(Bloomberg) — Bitcoin was lumped in with other speculative investments in the run-up to the Federal Reserve’s last tightening cycle, falling on expectations that rising interest rates would dampen risk appetite. Now, with renewed optimism that borrowing costs could soon come down, proponents of the biggest cryptocurrencies are saying they will become more similar to high-growth assets such as stocks in technology companies. It is claimed that
These days, the token is being traded as is. This week, the 90-day correlation coefficient for the digital currency and tech-heavy Nasdaq 100 index hit 0.46, the highest level since late August. A factor of 1 means the assets are moving synchronously, and a negative 1 means the assets are moving in opposite directions. After the Fed began raising its target rate for overnight lending among banks in early 2022, the correlation jumped to more than 0.8, the highest since digital assets emerged into mainstream consciousness.
“People are looking back at cryptocurrencies as a growth asset or an asset that represents network value,” said Joshua Lim, co-founder of trading firm Alberos Markets. “Its ability as a technology and value transfer mechanism means that it becomes more correlated with other assets that are also experiencing significant growth, such as the Nasdaq and tech stocks.”
Supporters of Bitcoin have long touted it as an uncorrelated asset, one that is not beholden to governments and less susceptible to external forces and factors. When it was first introduced to the world in 2008 by an anonymous person, or group of people, known as Satoshi Nakamoto, the goal was to create a decentralized currency outside of the control of governments and central banks. Over the years, it has been championed in various forms as a digital version of gold, an inflation hedge, and a store of value. Bitcoin price fluctuations have upended many of these narratives. The approval earlier this year to allow U.S. exchange-traded funds to hold Bitcoin directly opened the token to a new class of investors.
Toby Winterflood, Chief Product Officer at CCData, said: “Since the beginning of 2024, we have seen a significant positive correlation between the S&P 500 and Bitcoin. “This completely destroys the theory that it is a means of preservation.” “I really think the main reason we're seeing all-time highs right now is because of the way the ETFs reach actual maturity, which is some of the fastest-growing ETFs in history.”
Bitcoin has soared since the ETF launched in January, reaching a record of around $74,000 in March, but the gains have tapered as demand for the investment vehicle has begun to cool. The token rose about 1.4% to around $66,200 on Friday and is up almost 10% this week. Bitcoin is up about 58% this year, compared to the Nasdaq 100's 11% rise.
“These were big incentives for traditional allocators outside of crypto to start paying attention to this asset class and start buying,” Lim said of the US ETF, which saw Bitcoin hit an all-time high in March. He spoke while referring to the fact that blockchain usage has halved.
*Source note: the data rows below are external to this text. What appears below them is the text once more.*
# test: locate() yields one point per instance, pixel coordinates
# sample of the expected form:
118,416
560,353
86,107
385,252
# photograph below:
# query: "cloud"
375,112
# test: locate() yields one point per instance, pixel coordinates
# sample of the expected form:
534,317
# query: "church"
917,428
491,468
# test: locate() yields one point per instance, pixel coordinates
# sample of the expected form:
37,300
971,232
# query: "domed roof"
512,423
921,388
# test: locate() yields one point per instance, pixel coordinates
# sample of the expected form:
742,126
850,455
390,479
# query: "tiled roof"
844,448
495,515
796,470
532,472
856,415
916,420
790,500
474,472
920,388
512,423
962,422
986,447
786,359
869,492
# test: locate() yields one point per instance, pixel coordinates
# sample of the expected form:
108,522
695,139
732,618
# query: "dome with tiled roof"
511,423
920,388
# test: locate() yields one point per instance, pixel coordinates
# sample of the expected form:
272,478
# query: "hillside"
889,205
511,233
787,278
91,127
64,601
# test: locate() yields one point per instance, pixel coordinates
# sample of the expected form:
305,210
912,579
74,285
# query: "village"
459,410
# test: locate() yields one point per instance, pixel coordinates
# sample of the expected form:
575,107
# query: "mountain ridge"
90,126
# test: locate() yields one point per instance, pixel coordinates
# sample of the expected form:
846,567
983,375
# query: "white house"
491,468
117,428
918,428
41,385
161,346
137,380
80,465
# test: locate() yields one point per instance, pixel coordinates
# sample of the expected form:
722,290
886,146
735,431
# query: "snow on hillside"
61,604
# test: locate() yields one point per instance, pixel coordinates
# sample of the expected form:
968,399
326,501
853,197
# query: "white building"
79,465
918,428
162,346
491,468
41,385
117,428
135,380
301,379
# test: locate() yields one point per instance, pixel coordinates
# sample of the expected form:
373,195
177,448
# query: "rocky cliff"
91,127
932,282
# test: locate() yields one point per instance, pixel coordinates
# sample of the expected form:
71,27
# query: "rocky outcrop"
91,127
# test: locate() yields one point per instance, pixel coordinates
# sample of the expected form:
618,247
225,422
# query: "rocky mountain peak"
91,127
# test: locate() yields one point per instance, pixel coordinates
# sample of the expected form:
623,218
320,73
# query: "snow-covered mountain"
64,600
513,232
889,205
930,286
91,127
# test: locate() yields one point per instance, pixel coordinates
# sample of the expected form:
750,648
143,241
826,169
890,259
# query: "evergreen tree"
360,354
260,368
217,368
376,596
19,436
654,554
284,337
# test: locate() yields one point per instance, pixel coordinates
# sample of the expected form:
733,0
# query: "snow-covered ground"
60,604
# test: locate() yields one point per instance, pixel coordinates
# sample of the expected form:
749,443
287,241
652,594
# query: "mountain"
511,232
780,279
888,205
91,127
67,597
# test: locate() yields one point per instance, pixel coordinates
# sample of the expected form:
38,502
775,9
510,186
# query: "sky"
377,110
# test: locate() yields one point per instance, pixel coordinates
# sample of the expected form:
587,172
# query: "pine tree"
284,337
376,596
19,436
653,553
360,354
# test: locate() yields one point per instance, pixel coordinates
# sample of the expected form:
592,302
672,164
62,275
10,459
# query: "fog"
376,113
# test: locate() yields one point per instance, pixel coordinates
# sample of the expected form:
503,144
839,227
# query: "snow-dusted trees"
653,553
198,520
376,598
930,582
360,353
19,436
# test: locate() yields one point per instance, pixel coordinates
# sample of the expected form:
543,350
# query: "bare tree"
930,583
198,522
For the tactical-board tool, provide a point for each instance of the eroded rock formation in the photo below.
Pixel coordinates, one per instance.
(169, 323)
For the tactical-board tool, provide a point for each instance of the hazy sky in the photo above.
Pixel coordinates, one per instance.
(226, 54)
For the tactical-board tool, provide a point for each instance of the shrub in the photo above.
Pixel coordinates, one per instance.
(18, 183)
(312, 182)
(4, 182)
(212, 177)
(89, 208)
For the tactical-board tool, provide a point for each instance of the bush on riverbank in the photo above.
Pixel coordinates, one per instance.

During April. “Now that those catalysts are over, the focus is just on the broader macro picture.”
Data released Wednesday showed underlying U.S. inflation fell in April for the first time in six months, providing some progress in the direction Fed officials want to see before cutting interest rates. The core consumer price index, which excludes food and energy costs, rose 0.3% from March after beating expectations for three consecutive months. Still, multiple Fed officials said Thursday that the central bank should keep borrowing costs high for an extended period of time as policy makers wait for further evidence that inflation is easing, prompting interest rate cuts. This suggests that it is not.
“If the Fed lowers interest rates, I think it's generally going to be bullish for risk assets,” Lim said. “If that happens, it will be bullish for cryptocurrencies as well.”
While more crypto investors have turned their attention back to the Fed, CCData has found that Bitcoin's growth and resilience has remained fairly stable since the release of the US ETF, Winterflood said.
“It will be interesting to see what happens” if the Fed cuts rates in the coming months, Winterflood said. “The question is whether Bitcoin will behave as before and become an asset that is seen as riskier, or whether it will actually start to become just an alternative asset seen by traditional markets.”